The security mechanisms within the IEEE 802.16-2004 standard may be adequate for fixed access service, but need to be enhanced for
Figure 4.2 Portable and mobile installation
portable and mobile applications. An additional challenge for the fixed access air interface as well as subsequent portable and mobile services is the need to establish high-performance radio links capable of data rates comparable to wired broadband service, using equipment that can be self-installed indoors by users, as is the case for DSL and cable modems. Doing so requires advanced PHY layer techniques to achieve link margins capable of supporting high throughput in NLOS environments.
As 802.16 technologies evolve to address portable and mobile service, so do the feature requirements of the air interface and RAN network, interoperability demands and interworking with other dissimilar networks like Wi-Fi and 3G. The simple fact that mobile clients can dynamically associate and perform handover across APs, crossing large, possibly discontinuous geographic regions and operator domains, drives the need for a number of network-related enhancements (Figure 4.2).
4.5 NOMADICITY AND PORTABILITY
The simplest case of portable service (referred to as nomadicity) involves a user transporting an 802.16 modem to a different location. Provided this visited location is served by wireless broadband service, in this
scenario, the user reauthenticates and manually reestablishes new IP connections and is afforded broadband service at the visited location. This usage enhancement over fixed access requires enhancements to security such as strong mutual authentication between the user/client device and the network AP supporting a flexible choice of credential types.

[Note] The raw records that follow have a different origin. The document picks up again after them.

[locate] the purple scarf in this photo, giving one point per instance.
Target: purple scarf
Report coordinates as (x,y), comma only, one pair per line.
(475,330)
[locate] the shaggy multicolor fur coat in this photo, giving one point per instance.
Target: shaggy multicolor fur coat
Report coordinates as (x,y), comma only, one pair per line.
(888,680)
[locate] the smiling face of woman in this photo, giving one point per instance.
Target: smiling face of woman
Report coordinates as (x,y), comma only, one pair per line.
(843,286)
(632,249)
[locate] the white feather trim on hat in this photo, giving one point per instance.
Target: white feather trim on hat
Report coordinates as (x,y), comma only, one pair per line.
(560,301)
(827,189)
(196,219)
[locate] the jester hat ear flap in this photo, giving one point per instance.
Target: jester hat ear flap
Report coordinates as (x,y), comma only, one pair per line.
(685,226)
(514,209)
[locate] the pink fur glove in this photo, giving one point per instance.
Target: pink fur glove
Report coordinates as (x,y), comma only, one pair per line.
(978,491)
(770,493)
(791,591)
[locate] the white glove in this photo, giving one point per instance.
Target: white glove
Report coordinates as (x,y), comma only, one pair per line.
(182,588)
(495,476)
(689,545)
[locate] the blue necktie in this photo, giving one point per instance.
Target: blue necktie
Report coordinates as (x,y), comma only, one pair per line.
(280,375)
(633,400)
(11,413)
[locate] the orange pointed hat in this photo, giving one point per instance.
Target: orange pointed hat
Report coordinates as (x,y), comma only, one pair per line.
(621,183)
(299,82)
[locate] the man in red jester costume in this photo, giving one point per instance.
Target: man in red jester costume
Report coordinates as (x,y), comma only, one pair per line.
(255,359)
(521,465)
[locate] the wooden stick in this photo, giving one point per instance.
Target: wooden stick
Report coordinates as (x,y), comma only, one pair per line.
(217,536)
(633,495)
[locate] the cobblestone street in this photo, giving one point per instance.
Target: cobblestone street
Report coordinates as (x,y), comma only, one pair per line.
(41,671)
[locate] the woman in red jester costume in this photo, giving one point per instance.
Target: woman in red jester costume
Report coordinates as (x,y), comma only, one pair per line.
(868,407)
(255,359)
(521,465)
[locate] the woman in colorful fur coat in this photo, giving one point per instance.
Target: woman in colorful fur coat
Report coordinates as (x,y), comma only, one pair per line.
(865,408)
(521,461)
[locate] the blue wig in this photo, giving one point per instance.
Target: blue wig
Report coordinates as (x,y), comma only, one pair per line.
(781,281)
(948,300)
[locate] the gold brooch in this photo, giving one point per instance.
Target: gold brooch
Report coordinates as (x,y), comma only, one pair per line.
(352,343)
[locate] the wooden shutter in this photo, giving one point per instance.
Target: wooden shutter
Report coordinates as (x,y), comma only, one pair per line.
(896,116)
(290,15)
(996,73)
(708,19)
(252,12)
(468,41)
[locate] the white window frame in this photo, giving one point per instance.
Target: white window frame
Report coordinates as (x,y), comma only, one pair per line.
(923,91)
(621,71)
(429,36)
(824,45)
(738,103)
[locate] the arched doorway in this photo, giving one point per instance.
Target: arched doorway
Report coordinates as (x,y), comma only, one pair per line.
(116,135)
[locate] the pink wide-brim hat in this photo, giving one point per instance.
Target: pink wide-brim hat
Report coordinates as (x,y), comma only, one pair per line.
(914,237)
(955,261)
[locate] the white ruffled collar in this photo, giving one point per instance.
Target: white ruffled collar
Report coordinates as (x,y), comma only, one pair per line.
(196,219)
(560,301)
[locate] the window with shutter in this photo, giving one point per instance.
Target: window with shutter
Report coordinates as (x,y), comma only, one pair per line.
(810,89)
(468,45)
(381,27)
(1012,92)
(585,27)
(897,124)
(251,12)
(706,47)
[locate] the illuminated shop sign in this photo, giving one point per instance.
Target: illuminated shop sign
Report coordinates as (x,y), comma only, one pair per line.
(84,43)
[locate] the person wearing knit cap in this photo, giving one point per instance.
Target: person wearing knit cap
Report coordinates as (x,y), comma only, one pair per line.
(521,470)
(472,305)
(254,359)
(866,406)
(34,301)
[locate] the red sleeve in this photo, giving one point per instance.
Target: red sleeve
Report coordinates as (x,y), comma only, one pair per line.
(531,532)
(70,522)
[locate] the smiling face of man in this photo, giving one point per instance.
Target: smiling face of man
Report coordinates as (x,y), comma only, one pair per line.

The next stage, portability with simple mobility, describes a more automated management of IP connections with session persistence or automatic reestablishment following transitions between APs. This incremental enhancement allows for more user transparent mobility and is suitable for latency tolerant applications such as TCP; it does not provide adequate handover performance for delay and packet-loss-sensitive real-time applications such as VoIP.
In the fully mobile scenario, user expectations for connectivity are comparable to those experienced in 3G voice/data systems. Users may be moving while simultaneously engaging in a broadband data access or multimedia streaming session. The need to support low-latency and low-packet-loss handovers of data streams as users transition from one AP to another is clearly a challenging task.
For mobile data services, users will not easily adapt their service expectations because of environmental limitations that are technically challenging but not directly relevant to the user (such as being stationary or moving). For these reasons, the network and air interface must be designed upfront to anticipate these user expectations and deliver accordingly.